I still don’t have a lot of insight into this. I’m not sure if it was simply separation anxiety, my introverted personality, a degree of social unease, jealously of the one-on-one time my mother was spending at home with my younger sister, extreme boredom, the gradual grinding down of the spirit that school seems to exact on most children, the family discord that leaked into all corners of my life. But it was persistent. Intractable. And now it’s back.
After my restless night, I fetched Sophia, changed her diaper, coated her with sunscreen, snapped on her bathing suit, dressed her, fed her and secured her in her carseat. She proudly held her new pink polka-dot backpack and was smiling broadly. As we drove the 10 minutes to camp, I verbally prepared her, with fabricated enthusiasm, “Today is your first day of camp! You’re going to have so much fun. They’ll be swimming, and other kids to play with. And that beautiful kitchen you played in yesterday.

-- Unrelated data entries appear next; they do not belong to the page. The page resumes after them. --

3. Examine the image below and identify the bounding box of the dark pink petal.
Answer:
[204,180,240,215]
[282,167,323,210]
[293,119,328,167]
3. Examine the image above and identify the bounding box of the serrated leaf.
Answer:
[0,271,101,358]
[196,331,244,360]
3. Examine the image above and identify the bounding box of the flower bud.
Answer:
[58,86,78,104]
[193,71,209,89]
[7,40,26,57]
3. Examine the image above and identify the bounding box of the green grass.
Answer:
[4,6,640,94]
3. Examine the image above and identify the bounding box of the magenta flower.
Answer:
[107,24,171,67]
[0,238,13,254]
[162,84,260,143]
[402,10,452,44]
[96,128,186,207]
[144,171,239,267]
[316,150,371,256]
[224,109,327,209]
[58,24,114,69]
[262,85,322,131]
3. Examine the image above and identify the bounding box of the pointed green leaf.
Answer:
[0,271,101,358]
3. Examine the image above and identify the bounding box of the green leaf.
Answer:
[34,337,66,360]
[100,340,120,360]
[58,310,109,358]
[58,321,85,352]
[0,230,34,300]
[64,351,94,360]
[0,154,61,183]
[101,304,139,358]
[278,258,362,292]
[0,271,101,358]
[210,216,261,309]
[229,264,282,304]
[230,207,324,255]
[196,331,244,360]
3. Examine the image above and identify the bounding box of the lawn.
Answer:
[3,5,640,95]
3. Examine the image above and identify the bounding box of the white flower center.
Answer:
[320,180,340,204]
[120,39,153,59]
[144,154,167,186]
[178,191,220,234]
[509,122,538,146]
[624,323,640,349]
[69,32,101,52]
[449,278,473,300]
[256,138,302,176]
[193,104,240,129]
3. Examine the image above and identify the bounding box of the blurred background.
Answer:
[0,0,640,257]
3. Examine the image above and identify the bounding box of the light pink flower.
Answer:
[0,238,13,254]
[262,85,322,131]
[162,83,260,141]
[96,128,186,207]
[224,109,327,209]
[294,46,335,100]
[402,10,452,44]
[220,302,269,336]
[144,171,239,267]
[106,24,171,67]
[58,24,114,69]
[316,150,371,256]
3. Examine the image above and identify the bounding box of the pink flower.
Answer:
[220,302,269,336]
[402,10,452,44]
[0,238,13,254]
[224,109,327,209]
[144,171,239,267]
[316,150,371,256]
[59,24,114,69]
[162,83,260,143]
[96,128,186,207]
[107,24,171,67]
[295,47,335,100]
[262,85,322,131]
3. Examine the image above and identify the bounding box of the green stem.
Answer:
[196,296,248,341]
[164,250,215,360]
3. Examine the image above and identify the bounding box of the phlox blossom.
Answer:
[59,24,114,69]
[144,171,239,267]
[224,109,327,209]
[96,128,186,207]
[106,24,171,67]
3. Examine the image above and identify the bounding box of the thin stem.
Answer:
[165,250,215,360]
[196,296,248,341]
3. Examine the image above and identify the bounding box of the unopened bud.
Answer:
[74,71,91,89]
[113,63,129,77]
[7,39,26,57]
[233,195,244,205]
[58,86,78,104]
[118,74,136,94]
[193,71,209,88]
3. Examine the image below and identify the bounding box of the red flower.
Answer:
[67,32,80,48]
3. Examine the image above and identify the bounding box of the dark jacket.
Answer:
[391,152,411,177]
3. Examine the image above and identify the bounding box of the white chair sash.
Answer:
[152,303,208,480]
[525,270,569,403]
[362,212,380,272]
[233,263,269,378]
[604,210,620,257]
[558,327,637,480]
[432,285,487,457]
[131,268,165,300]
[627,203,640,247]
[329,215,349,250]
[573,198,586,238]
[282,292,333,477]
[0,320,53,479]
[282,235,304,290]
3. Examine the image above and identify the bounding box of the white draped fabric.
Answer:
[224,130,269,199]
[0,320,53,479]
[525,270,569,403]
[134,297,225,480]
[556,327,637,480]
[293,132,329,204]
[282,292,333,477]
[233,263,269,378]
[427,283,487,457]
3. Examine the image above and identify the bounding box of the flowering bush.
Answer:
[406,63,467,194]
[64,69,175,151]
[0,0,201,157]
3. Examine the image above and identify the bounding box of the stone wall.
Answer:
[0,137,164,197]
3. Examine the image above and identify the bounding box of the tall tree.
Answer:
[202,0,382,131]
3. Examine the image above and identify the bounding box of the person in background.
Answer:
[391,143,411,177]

Mommy will drop you off and I’ll pick you up in a couple of hours, OK?”
“OK!” said Sophia, completely unperturbed.
“I want you to listen to your camp counselors and do what they say, OK?” I hate how I end every sentence in OK?
“OK” said Sophia. Did I detect a note of adolescent exasperation in her voice?
I felt the familiar sting in my eyes when I pulled into the parking lot. Holding back the tears made me sneeze. “Let’s go!” I hoisted her out of the car with more false enthusiasm.
I walked into her “bunk” and instantly felt overwhelmed. There were toddlers milling about, some crying. Parents were coming and going. I helped Sophia hang up her things, reminded her counselors to please reapply the sunscreen, and bent down to kiss Sophie good-bye. “Mommy’s going to go now, OK?”
“OK,” said Sophie, distracted by the considerable activity in the room.
“Love you.” I walked out the door and hung around for a minute, peeking in. Sophie just stood there, surveying the scene. I imagined her feeling the way I did. Abandoned. Scared. Unsure how to join in what was swirling around me.
I left just as the tears started flowing. I called my friend Nancy first. She could barely understand me through the sobs. She was reassuring. Not in a bland, “she’ll be okay” way, but in clear, specific ways that really did make me feel better—reminding me of what other friends have said about the program. That I’ve left her before. That Sophia is generally happy everywhere, with everyone.
Then I called my own mother, who recalled her experience of dropping me off at nursery school for the very first time. She had cried too. I hadn’t even looked back. What happened to me between that first time and Kindergarten? When I resisted crossing the four-lane highway in front of our house to get on the bus in the morning and my mom had to drive me to school. Where, she would leave me, both of us sobbing; Mrs. Kuzma gently taking my hand, assuring my mother that I would be fine. I remember she once said to me, “Melissa, you’re going to cry so much you’ll fill the classroom with water and all the kids will float away.”
On this, the fourth day of camp, as we were eating breakfast, I asked Sophia if she liked camp. “Camp is amazing!” she told me. And later, after camp, she sang me the “balloon song” they had learned, and said she took turns with her friends on the slide, and that they swam in the indoor pool, and ate pretzels without cream and sprinkles. And it occurred to me that she might actually be having a good time—no matter how large or chaotic it seemed to me. And maybe the separation anxiety was mine and mine alone. And maybe it should stay that way. And maybe I have nothing to be anxious about after all.